Genre malheureusement disparu, mais très moderne par son format court, son histoire ramassée et sa chute rappelant la nouvelle en littérature, le film à sketch, très prisé dans les années 60, en Italie principalement, demeure selon nous plus noble que les séries (par ailleurs parfois très bonnes), obtenant l’adhésion du spectateur en créant chez lui une addiction avouée. Ainsi dans Les complexés, chaque sketch, tourné par un réalisateur différent, est indépendant des autres ; néanmoins, une unité de thème et de ton en assure la cohérence. En l’occurrence, à rebours de Le bambole où quatre personnages féminins souffraient plus ou moins de névrose, nous avons ici trois hommes hautement complexés : le grand timide, l’ultra-perfectionniste et l’hypocrite.

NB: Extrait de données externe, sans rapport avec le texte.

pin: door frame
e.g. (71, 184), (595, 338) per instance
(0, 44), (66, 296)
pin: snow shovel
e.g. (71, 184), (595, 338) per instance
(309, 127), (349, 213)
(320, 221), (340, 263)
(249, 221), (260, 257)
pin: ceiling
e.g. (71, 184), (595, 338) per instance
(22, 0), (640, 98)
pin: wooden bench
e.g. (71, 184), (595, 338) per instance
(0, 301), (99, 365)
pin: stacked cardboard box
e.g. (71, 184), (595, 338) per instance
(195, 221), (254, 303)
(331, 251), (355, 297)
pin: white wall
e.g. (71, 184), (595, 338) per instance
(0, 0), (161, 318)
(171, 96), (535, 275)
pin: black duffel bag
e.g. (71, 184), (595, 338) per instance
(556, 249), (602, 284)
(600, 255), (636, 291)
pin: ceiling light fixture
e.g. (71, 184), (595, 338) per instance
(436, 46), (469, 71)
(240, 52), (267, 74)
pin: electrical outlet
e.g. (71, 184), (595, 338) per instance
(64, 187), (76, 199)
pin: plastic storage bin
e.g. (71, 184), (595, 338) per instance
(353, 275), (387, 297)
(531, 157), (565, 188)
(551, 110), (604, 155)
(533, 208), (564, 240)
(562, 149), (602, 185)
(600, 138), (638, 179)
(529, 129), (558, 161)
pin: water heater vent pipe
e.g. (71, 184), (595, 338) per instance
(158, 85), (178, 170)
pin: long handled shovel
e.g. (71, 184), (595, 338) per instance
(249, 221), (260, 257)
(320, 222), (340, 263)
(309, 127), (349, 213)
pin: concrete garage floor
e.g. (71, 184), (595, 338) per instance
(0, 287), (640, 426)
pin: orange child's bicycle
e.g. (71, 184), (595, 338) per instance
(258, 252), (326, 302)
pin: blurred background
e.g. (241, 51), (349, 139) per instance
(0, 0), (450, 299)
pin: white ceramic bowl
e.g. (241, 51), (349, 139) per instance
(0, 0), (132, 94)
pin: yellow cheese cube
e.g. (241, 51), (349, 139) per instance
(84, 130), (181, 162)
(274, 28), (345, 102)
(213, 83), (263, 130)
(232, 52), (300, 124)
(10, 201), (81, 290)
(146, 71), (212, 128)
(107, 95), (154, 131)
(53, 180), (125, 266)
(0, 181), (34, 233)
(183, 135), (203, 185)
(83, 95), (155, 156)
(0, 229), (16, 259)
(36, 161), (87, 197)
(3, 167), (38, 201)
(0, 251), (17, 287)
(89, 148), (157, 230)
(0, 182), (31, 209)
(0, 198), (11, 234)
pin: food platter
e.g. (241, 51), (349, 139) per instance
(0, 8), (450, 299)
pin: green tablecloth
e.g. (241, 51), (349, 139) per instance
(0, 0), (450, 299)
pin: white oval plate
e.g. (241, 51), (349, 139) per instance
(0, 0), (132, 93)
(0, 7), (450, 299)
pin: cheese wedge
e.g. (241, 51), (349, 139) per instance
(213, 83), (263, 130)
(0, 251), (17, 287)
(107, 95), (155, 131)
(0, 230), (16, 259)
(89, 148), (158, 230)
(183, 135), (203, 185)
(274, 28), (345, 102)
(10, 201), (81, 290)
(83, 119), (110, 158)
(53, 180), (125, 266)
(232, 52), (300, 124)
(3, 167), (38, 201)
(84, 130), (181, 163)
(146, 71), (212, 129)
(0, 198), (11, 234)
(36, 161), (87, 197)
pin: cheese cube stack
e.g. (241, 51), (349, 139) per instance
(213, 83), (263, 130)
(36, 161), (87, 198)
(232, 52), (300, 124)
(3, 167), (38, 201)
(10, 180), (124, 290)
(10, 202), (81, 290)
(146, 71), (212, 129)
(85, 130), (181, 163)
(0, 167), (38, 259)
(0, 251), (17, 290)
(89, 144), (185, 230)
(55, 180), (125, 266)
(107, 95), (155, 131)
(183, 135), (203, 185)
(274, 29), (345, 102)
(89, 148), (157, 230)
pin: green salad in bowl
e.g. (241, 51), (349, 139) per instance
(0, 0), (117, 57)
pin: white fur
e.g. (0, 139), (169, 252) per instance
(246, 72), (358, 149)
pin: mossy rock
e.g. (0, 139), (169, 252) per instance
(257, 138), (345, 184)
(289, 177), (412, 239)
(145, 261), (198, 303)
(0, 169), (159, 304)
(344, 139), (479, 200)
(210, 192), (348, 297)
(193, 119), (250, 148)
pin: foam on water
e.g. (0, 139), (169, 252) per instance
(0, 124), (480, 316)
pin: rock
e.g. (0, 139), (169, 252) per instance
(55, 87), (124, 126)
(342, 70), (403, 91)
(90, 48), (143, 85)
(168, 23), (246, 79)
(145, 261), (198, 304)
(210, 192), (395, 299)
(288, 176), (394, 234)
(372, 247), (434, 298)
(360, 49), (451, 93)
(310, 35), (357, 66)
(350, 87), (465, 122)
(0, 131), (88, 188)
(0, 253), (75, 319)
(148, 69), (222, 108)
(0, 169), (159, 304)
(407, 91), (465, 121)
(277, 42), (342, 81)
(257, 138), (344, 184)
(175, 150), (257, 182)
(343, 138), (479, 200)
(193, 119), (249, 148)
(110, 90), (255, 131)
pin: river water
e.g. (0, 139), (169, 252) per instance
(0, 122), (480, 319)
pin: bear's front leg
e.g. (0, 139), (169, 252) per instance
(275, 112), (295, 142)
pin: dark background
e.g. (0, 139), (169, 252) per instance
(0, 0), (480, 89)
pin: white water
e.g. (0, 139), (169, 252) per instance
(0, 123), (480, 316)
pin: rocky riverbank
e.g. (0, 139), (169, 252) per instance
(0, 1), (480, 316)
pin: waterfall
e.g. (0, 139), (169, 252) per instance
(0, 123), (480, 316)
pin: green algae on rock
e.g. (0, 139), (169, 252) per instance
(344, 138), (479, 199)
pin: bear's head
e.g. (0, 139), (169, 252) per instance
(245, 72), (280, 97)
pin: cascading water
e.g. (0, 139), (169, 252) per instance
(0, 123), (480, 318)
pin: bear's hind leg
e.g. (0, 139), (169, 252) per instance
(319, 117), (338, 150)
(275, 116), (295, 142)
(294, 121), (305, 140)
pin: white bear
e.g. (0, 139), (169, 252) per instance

Le premier personnage, Raganelli, joué par un excellent Nino Manfredi, pâtit donc d’une timidité maladive dont il fera preuve au cours d’une sortie avec ses collègues organisée par l’entreprise, où il essaiera de se rapprocher de celle à qui il voue un amour secret. Cependant, l’homme timoré alignera les gaffes sous le regard compatissant de la splendide Gabriella qui daigne d’abord l’accepter comme il est avant de lui faire comprendre qu’il n’est pas un homme. Dino Risi, cinéaste majeur, signe encore un petit bijou de mise en scène, avec d’excellents dialogues, une finesse d’écriture trop rare de nos jours, une remarquable capacité à embrasser la complexité de la psychologie des personnages, un humour humain et jamais trop moqueur et des situations très inspirées, se servant par ailleurs comme souvent d’une paire de personnages pour proposer une immersion dans le monde actuel.
L’ultra-perfectionniste du second sketch réalisé par Rossi, le très bon Ugo Tognazzi, devient trop risible et redondant dans son action, si bien que ce sketch perd en grâce, en finesse et en verve humoristique en comparaison avec le précédent.
Enfin l’hypocrite du dernier sketch, ou plutôt les hypocrites, représentant une faiblesse typiquement italienne (parfois une force, une forme de politesse atténuant certains comportements pouvant être perçus comme trop rudes), celle de ne pas vouloir dire les choses telles qu’elles sont, d’éviter la franchise, afin de préserver l’autre d’une réaction désobligée, subiront par effet contraire un complexe d’infériorité que devrait causer, dans un monde où l’apparence est reine, un trop visible défaut physique. Avec un scénario co-écrit par lui-même lui permettant de mieux se desservir, Alberto Sordi est tout simplement génial en dentone (grosses dents/dents longues/dentition chevaline). Sa prestation époustouflante porte le sketch, ses répliques soulèvent un rire franc et sa course contre l’adversité est jubilatoire. Un magnifique condensé de comédie italienne.
Un film encore totalement d'actualité.